Thursday, March 3, 2011

Three Farmers Camelina Oil

Bringing a little bit of Saskatchewan to the rest of the country

Three farmers and a scientist
Colin, Dan and Ron are second and third-generation farmers near Midale in southeast Saskatchewan. They are innovative, entrepreneurial farmers who view farming as a way of life, not simply a job, so they are always looking for new approaches.

They heard mention of camelina seed, an ancient oil seed that used to be grown extensively in Europe. Camelina oil faded from view as it was replaced by other culinary oils, and its high levels of unsaturated fat worked against it as it could not be made into margarine.

In recent years, camelina sativa has been reintroduced as a biofuel because it is cheap and easy to grow. It’s drought resistant and cold tolerant. It can be planted in the spring or in the fall, and it has a short growing season so it will be ready to harvest in September even if we have a late spring. It doesn’t require pesticides or herbicides.

Culinary oil
Colin approached Ken Greer, a friend of his who is also a crop scientist, and asked him to take a closer look at camelina as a culinary oil rather than simply a biofuel. Ken and Colin analyzed the oil and discovered that it was rich in omega-3 and omega-6 fatty acids and vitamin E. In addition, it was very stable and had a much longer shelf life than other cold-pressed, high omega-3 oils.

Camelina didn’t congeal when it was cold so it was perfect for marinades, but it could also be heated to high temperatures so it was useful for frying and baking.

Unfortunately, camelina had never been consumed as a food in Canada, so Three Farmers had to put together a novel foods application for Health Canada. Despite what people had said, the application process was time consuming but not all that difficult. Colin’s wife, who is also a scientist, compiled the research and the historical information, and the oil received food status in January 2010.

Enriching the Saskatchewan economy
All too frequently, Saskatchewan farmers export their harvests to another jurisdiction to be processed. Three Farmers wanted to add value to the provincial economy by processing the seed and exporting it as a finished product.

They looked at various uses that would highlight the oil’s characteristics – nutraceuticals, skin care, food – and decided to export it as a culinary oil.

The next step was to identify their target audience. They decided to sell their product through farmers’ markets and independent specialty stores because this would be the best way to reach people who enjoy good food, who care about where their food comes from, and who are trying to reduce their environmental footprint.

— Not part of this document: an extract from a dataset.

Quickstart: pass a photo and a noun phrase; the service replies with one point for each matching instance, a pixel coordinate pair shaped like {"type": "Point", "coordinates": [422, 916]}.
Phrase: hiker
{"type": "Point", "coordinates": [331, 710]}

Where does this oil come from?
More and more consumers want to know where their food came from and who produced it. Three Farmers is trying to strengthen the link between farmers and consumers by making it easy for us to find out where our oil comes from. Each bottle of oil has a product code. Enter that code on the company’s website, and you’ll learn the name of the farmer who grew the camelina, their GPS location and the growing conditions when that batch of seed was grown.

The company is adding a QR barcode to the bottles which consumers can scan with their smart phones to immediately obtain the background information on their purchase.

This is new technology, and the company is proceeding by trial and error as they work out how to apply the QR code on a curved surface and how to ensure that the image is large enough to be easily read by BlackBerrys as well as iPhones.

Marketing a brand-new product
Natasha is a farmer’s daughter. She started working for Three Farmers in June 2009, and her degree in Economics has been extremely useful as she identified ways to profitably market the oil.

The company decided to market the oil themselves via trade shows and individual sales rather than relying on a distributor.

Three Farmers has a limited budget, so they are starting in Ontario as they attended a trade show there last December and have already had some favourable press coverage. Plus, Natasha has family in Ontario so she can reduce her expenses by staying with them.

And then Natasha will start going from door to door. “The great thing about specialty stores is that you can walk in and actually talk to someone. You couldn’t do that with the big supermarket chains,” she says.

Three Farmers has also identified a courier company that can be relied on to make small deliveries to a number of different stores. Another company will organize tastings, just like the ones in liquor stores.

Future plans
Three Farmers is looking forward to strengthening their company. They have obtained their own oil press, so they’ll be pressing their own oil in the future. They are also working with the Food Centre on campus to extend their line. By late spring 2011, we should be able to enjoy Three Farmers basil pesto and roasted red pepper lentil dip, and they’re also working on a camelina hummus.

I asked Natasha if they were able to find a use for the meal which is left over after they have extracted the oil. She said that they would have liked to be able to sell it as animal food, but the approval process was far too expensive and complicated as it would involve testing and feeding trials. They are currently donating the meal to universities for research studies.

Purchase Three Farmers oil:
     Saskatoon – Bulk Cheese Foods, Souleio, Saskatoon Farmers’ Market, Cava   Cuisine
     Regina – Italian Star Deli
     Estevan – Nutter’s Bulk and Natural Foods

1 comment:

Anonymous said...

I wonder why three farmers isnt selling to grocery stores. Here in the U.S i've bought some camelina oil at Whole Foods from a company named Camelina Gold. I love the oil..makes a great substitute for olive or canola oil.